As you can see, the 10 tacos only came to $15.90 plus tax, which is less than you’d pay for a martini at Suits Lobby Lounge.  They did try to upsell me to “Doritos Locos Tacos Supremos,” but it really wasn’t worth paying extra for a little salsa and sour cream, not when I’ve invited my friends Tabasco and Salsa Con Queso to the the party:


What doesn’t taste better with processed cheese sauce? I’d put that stuff on a flip-flop!


Man, this taco was like a one-way ticket to Flavourtown.  Make that 10 one-way tickets.  The shell was hard and crunchy up top, but soft and mushy on the bottom, which is less unappetizing than it sounds.  The beef was lightly seasoned, with the crispness of the lettuce, a little kick from the hot sauce…  But what makes this dish is the salsa con queso.  You’ve got the creaminess of the cheese sauce, some heat from the peppers–I put that shit on everything (or at least on macaroni).

Of course, 10 tacos in one sitting is not for the weak of cholesterol.  By the fifth one, I was already counting how many I had left; by the seventh, I could start to feel it in my chest.  When I bit into the ninth, the aftertaste kicked in, and I broke into a violent coughing fit about halfway through.  But nobody wants to be the guy who buys 10 Doritos Locos Tacos and only eats nine of them, so I soldiered on, leaving a whole mess of wrappers–and some orange Dorito fingers–in my wake:


(See those pill bottles on the left?  I’m gonna be needing some of all of them in a bit…)

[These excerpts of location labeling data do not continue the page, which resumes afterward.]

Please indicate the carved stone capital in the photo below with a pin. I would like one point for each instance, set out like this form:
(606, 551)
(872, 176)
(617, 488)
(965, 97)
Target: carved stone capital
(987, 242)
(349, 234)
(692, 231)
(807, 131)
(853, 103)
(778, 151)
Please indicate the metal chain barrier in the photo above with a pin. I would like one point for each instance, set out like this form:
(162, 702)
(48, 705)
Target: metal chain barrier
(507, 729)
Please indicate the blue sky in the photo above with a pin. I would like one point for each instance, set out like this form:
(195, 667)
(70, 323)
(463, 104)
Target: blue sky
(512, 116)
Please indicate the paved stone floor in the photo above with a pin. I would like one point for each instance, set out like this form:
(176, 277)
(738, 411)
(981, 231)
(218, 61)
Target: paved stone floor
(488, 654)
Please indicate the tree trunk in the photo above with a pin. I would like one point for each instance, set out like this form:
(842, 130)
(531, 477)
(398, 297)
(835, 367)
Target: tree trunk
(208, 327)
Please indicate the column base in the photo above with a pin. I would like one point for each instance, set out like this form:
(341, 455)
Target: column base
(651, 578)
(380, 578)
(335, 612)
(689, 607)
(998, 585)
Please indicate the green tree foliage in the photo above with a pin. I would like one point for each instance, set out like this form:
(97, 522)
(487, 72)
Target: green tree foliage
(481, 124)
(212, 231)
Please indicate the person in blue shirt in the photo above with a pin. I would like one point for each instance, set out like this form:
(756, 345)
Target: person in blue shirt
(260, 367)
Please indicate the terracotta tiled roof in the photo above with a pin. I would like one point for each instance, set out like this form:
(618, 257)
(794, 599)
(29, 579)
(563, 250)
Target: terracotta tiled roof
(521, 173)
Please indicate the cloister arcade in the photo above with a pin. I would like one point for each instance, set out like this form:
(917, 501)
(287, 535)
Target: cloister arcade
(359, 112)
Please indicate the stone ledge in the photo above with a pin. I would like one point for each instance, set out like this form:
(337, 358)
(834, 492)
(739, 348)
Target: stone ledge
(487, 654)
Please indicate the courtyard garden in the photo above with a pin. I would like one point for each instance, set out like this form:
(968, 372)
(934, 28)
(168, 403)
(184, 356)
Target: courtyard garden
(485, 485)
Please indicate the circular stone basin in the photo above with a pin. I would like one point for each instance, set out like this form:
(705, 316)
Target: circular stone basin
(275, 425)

Throwback Thursday: That time everybody lost their shit over lion tacos

(Originally written May 23, 2013)


The Roman Inquisition, the Salem witch trials… lion tacos!?

How do you get from one historical event to the other?  Just ask Tampa Bay eatery Taco Fusion, which uses the two aforementioned persecutions to defend that fact that it serves the latter.  Apparently, some people want their restaurant shut down, which is pretty much on par with being thrown in jail or burned at the stake.  Nope, no exaggeration there.

Then again, as ABC News reports, “[People have been] coming into the establishment and throwing punches,” the restaurant’s manager Brad Barnett told “Good Morning America.” “They say they are going to bomb us, burn us down, blow us up.”  Over lion meat? …  In a taco!?  I dunno guy, but if someone turned that into a rap song and posted it on Facebook, I’m pretty sure he’d be charged with Communicating a Terrorist Threat.  Can’t they just call the cops?

Instead, it looks like they’d rather call out the haters on their blog.  It would also appear that there are some allegedly shady dealings at the alleged Big Cat Rescue down in Tampa, allegedly.  (Although, truth be told, I couldn’t be arsed to read through their blog post, which has since been taken down.)  In any case, the lions on the menu are being raised on a farm to be fed to humans–for a change–so I don’t see what’s wrong about that.

Waitaminnit, it says here these things cost 35 bucks.  Not for a trio, not for a platter, but for one taco.  You know you could get 105 tacos at Del Taco for that price, right?  (Albeit only on Tuesdays…)

UPDATE: Taco Fusion closed its doors in October 2013. Lions 1, Tacos 0.